🤖 AI Summary
To address the performance degradation and deployment challenges of data-driven rate control in video conferencing—caused by reliance on online training—this paper proposes a purely offline, log-driven passive learning paradigm that infers implicit optimal bitrate policies directly from production telemetry logs without online adaptation. Our approach innovatively integrates conservative counterfactual reasoning, uncertainty-aware modeling, temporal behavior cloning, and robust reinforcement learning to tackle policy generalization under feedback-free conditions. Evaluated across diverse real-world and simulated network scenarios, our method achieves 15–39% higher average video bitrate and reduces stalling rate by 60–100% compared to GCC, demonstrating substantial improvements in both practical utility and deployment feasibility.
📝 Abstract
Rate control algorithms are at the heart of video conferencing platforms, determining target bitrates that match dynamic network characteristics for high quality. Recent data-driven strategies have shown promise for this challenging task, but the performance degradation they introduce during training has been a nonstarter for many production services, precluding adoption.
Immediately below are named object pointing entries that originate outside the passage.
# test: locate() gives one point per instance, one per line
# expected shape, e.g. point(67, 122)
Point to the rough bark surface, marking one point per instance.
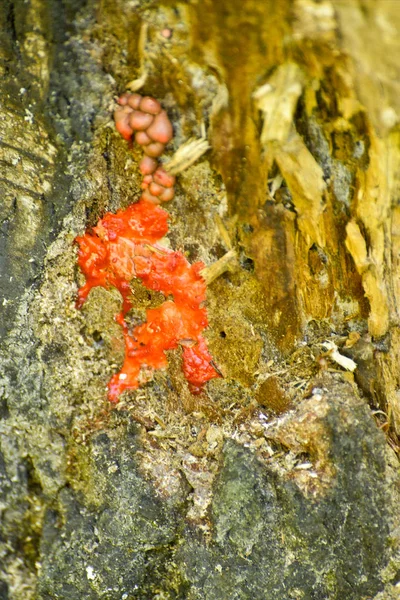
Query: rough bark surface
point(281, 480)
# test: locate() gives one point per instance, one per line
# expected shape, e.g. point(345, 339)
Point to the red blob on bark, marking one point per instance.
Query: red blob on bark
point(123, 246)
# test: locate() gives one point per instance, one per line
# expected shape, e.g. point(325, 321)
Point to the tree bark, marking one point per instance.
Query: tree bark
point(281, 480)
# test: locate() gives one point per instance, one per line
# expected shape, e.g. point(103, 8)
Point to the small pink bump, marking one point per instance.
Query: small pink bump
point(149, 197)
point(163, 178)
point(123, 99)
point(142, 138)
point(134, 100)
point(150, 105)
point(154, 149)
point(147, 180)
point(160, 129)
point(167, 194)
point(140, 120)
point(147, 165)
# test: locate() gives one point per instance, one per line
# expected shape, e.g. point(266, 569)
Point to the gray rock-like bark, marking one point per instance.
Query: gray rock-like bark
point(279, 483)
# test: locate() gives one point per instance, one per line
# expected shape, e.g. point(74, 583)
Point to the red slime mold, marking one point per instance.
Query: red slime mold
point(123, 246)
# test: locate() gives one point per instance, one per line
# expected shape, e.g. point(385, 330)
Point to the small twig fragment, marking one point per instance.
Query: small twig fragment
point(222, 265)
point(343, 361)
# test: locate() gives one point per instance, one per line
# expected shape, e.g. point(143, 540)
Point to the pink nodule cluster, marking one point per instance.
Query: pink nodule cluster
point(125, 245)
point(144, 118)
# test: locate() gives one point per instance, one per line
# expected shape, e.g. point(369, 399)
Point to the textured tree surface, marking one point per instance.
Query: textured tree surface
point(281, 481)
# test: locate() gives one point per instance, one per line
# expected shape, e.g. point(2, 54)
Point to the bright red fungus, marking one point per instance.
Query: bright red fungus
point(123, 246)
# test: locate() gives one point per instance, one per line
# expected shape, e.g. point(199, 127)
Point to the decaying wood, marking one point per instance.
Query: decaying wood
point(286, 147)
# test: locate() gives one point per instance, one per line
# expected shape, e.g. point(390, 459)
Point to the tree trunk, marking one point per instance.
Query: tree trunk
point(281, 479)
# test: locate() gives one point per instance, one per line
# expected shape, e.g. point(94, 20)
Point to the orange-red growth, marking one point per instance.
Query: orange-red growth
point(123, 246)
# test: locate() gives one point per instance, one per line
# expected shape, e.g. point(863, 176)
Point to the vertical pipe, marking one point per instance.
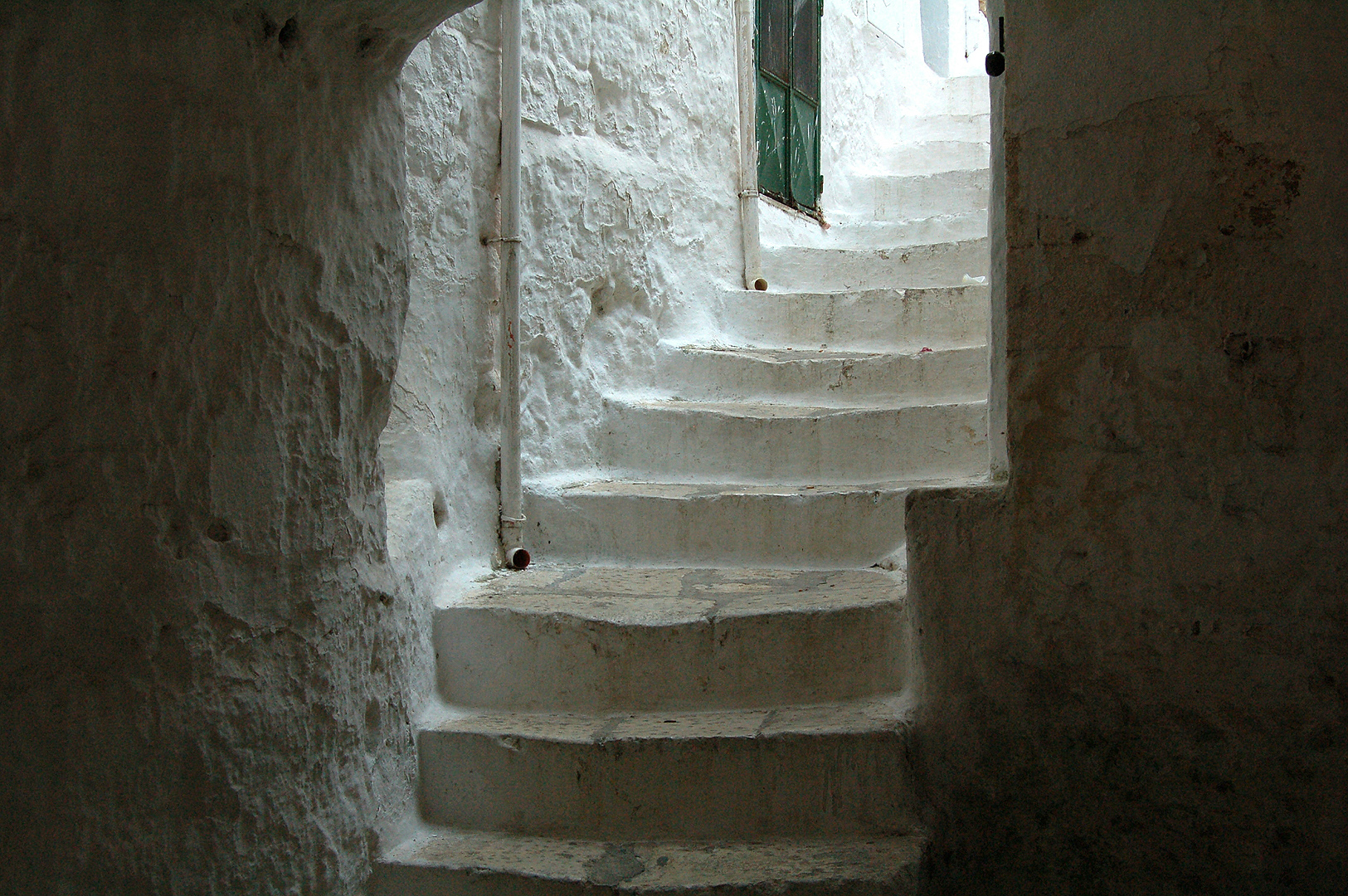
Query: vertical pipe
point(748, 146)
point(513, 494)
point(998, 450)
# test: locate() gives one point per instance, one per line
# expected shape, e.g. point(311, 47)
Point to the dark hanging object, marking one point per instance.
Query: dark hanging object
point(996, 62)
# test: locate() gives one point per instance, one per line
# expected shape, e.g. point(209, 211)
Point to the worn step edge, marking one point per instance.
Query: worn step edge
point(835, 770)
point(623, 483)
point(864, 716)
point(450, 863)
point(782, 408)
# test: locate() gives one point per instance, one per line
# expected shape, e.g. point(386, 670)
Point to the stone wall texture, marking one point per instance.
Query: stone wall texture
point(202, 283)
point(1136, 651)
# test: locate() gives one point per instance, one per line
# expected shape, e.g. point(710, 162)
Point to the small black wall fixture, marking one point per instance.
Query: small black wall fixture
point(996, 62)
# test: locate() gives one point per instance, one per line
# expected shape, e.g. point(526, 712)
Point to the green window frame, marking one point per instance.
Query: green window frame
point(786, 60)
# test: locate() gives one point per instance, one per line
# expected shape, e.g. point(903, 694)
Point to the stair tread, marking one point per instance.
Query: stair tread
point(573, 484)
point(778, 410)
point(806, 354)
point(866, 716)
point(882, 252)
point(659, 596)
point(662, 867)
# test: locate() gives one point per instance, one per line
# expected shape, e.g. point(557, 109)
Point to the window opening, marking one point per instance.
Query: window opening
point(787, 129)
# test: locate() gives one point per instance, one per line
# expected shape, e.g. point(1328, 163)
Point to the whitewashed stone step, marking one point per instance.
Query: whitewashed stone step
point(860, 231)
point(452, 863)
point(815, 270)
point(802, 527)
point(774, 442)
point(882, 319)
point(830, 377)
point(820, 771)
point(966, 95)
point(886, 197)
point(593, 640)
point(931, 157)
point(966, 127)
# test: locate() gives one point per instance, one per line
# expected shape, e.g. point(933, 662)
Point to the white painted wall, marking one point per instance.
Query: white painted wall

This paper aims to bolster the practicality of data-driven rate control by presenting an alternative avenue for experiential learning: leveraging purely existing telemetry logs produced by the incumbent algorithm in production. We observe that these logs contain effective decisions, although often at the wrong times or in the wrong order. To realize this approach despite the inherent uncertainty that log-based learning brings (i.e., lack of feedback for new decisions), our system, Tarzan, combines a variety of robust learning techniques (i.e., conservatively reasoning about alternate behavior to minimize risk and using a richer model formulation to account for environmental noise). Across diverse networks (emulated and real-world), Tarzan outperforms the widely deployed GCC algorithm, increasing average video bitrates by 15-39% while reducing freeze rates by 60-100%.